1918
Murder of the Romanovs
A revolution in February 1917 overthrew the house of Romanov and ended the tsarist autocracy in Russia. Tsar Nicholas II was a decent man but a stubborn and incompetent ruler; he and his German-born wife had grown increasingly unpopular and their deposition at the hands of democratic revolutionaries was well-received in the country. The provisional government imprisoned the royal couple, their chronically-ill son, and four daughters in relative comfort in the Urals, with the hope of sending them into exile. However, the Bolshevik coup dropped the family into the hands of people with little thought of mercy. For Lenin’s Communists, Nicholas was a class enemy whose presence abroad would only encourage opposition to world revolution.

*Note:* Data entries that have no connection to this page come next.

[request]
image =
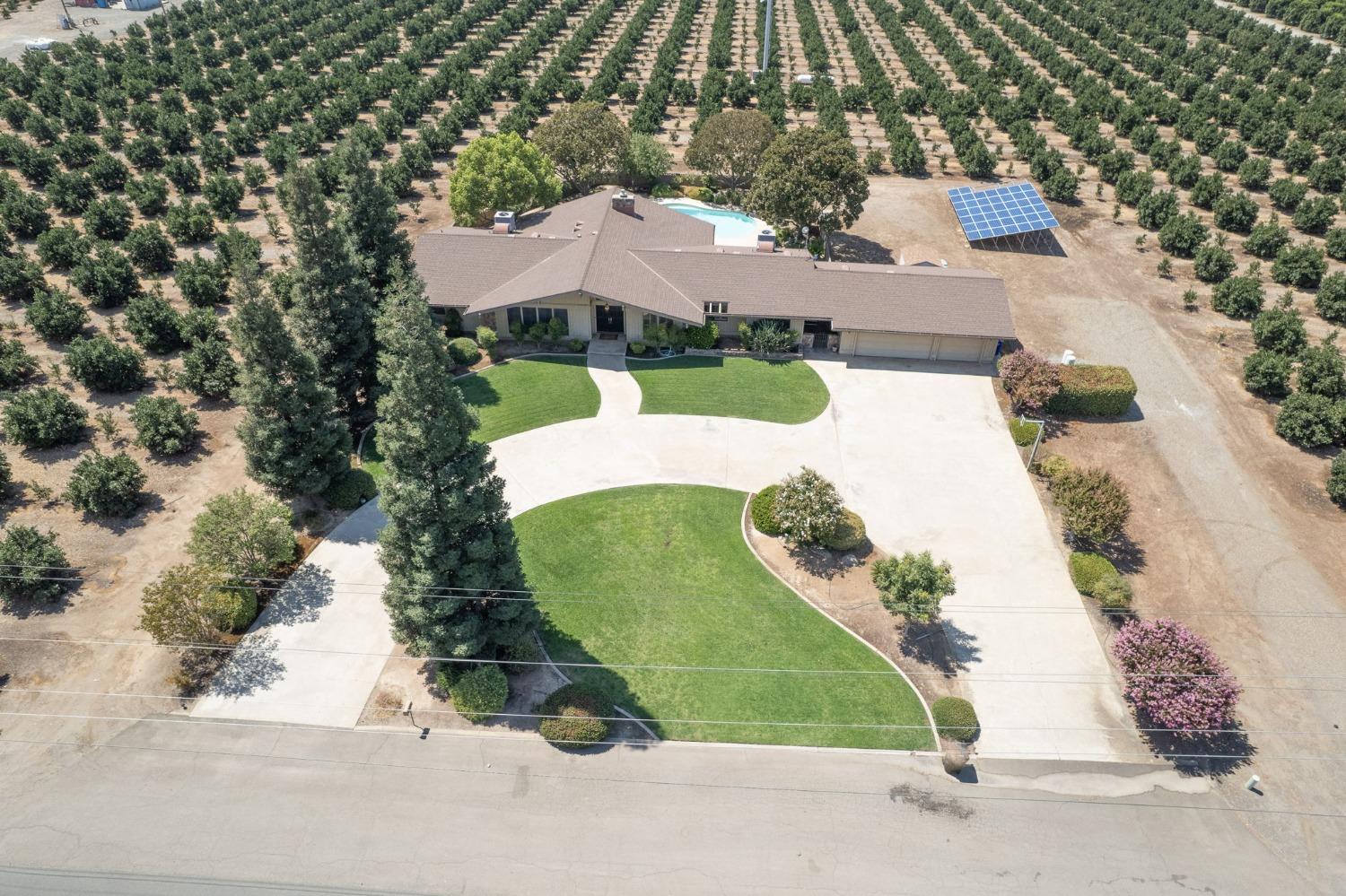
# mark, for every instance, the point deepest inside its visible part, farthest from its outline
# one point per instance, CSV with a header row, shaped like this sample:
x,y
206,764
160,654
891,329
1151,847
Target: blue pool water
x,y
731,228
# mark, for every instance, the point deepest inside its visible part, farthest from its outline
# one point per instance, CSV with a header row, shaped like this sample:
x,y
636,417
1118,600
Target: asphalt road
x,y
207,807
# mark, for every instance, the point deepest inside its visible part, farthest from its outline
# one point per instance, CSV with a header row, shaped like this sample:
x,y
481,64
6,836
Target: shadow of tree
x,y
303,596
940,645
253,666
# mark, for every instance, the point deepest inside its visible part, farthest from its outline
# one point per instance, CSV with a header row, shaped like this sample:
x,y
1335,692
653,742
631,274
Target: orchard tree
x,y
730,145
242,533
368,213
331,309
500,172
809,178
293,439
586,143
449,546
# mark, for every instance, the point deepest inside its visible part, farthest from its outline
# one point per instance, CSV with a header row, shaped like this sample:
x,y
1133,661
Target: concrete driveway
x,y
920,451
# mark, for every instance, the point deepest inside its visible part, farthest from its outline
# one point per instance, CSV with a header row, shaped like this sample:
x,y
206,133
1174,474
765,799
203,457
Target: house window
x,y
529,315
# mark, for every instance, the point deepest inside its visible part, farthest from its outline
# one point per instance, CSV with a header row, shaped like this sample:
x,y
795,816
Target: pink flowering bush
x,y
1173,675
1030,379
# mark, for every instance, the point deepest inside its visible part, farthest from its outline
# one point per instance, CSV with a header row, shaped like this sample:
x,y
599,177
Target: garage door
x,y
893,344
960,349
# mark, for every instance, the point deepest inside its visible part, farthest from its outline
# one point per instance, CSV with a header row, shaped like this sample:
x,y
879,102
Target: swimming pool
x,y
731,228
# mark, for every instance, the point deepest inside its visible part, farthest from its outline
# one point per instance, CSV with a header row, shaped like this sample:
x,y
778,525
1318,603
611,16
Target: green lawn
x,y
775,390
517,396
660,575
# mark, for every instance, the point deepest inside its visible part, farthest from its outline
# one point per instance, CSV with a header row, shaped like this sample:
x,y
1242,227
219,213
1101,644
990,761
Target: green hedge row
x,y
1093,390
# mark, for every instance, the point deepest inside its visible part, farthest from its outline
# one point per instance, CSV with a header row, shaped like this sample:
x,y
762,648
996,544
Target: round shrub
x,y
34,565
1307,420
101,365
575,715
43,417
350,490
1093,505
955,718
1267,373
463,352
764,511
1114,591
163,425
1088,570
478,693
848,535
1337,481
56,315
105,486
1173,677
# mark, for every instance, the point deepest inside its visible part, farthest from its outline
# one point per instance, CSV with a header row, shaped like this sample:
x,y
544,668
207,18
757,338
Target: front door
x,y
611,319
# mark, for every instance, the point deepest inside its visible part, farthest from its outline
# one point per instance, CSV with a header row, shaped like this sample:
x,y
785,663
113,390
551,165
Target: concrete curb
x,y
743,529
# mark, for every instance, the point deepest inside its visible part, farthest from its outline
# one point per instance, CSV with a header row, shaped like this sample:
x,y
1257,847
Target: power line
x,y
1036,677
788,602
417,732
681,721
594,779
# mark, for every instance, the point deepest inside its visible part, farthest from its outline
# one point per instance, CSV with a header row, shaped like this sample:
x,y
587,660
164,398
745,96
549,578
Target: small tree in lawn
x,y
32,567
1093,505
808,508
242,533
1030,379
449,544
913,586
1174,678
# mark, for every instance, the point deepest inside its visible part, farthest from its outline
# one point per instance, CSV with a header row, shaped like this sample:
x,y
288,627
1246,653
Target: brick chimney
x,y
624,202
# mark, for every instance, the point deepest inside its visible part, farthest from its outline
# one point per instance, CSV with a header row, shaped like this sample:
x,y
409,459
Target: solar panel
x,y
1001,212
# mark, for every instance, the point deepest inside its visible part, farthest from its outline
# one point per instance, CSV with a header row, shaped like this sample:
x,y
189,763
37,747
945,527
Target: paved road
x,y
191,807
918,449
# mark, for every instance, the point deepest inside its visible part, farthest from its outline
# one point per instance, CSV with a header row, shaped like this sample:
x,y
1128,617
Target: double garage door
x,y
896,344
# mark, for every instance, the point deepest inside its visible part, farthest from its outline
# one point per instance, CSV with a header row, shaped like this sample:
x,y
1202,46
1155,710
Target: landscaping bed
x,y
786,392
661,576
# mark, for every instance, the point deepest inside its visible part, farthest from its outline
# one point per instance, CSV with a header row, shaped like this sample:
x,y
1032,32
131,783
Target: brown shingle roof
x,y
664,261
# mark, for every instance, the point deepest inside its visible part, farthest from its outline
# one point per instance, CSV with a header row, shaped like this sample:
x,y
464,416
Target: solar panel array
x,y
1001,212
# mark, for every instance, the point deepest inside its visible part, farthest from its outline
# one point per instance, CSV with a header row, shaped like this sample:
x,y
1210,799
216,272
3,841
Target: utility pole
x,y
766,35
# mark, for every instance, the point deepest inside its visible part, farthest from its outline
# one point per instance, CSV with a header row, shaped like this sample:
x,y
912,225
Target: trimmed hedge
x,y
476,693
848,535
350,490
1088,570
955,718
764,511
1093,390
581,716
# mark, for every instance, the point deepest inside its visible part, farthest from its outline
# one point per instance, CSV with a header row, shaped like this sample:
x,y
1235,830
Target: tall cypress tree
x,y
331,309
449,545
368,213
293,439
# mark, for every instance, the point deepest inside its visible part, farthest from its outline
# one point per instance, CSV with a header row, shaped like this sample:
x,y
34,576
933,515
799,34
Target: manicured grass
x,y
775,390
517,396
660,575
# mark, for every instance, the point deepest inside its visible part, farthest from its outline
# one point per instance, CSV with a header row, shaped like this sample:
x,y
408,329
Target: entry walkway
x,y
918,449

On the night of July 16-17, the royal family, a doctor, and three servants were led to a basement and a death sentence was pronounced against them. Seven executioners then shot, bludgeoned, and bayoneted the victims and disposed of their mutilated bodies in crude fashion. A press release by the local soviet read:
In view of the enemy’s proximity to Yekaterinburg and the exposure by the Cheka [Bolshevik secret police] of a serious White Guard plot with the goal of abducting the former Tsar and his family… In light of the approach of counterrevolutionary bands toward the Red capital of the Urals and the possibility of the crowned executioner escaping trial by the people (a plot among the White Guards to try to abduct him and his family was exposed and the compromising documents will be published), the Presidium of the Ural Regional Soviet, fulfilling the will of the Revolution, resolved to shoot the former Tsar, Nikolai Romanov, who is guilty of countless, bloody, violent acts against the Russian people.
In 1979, the bodies of Nicholas, Alexandra, their servants and four children were discovered but it was not until 2007 that the bodies of Alexei and Maria were identified. The royal family is now entombed together in Peter and Paul Cathedral, St Petersburg.
Many of the execution squad met their own grisly ends, either killed by angry peasants or shot by their own party in purges of the Stalin era. A cathedral has been erected over the site of the murders.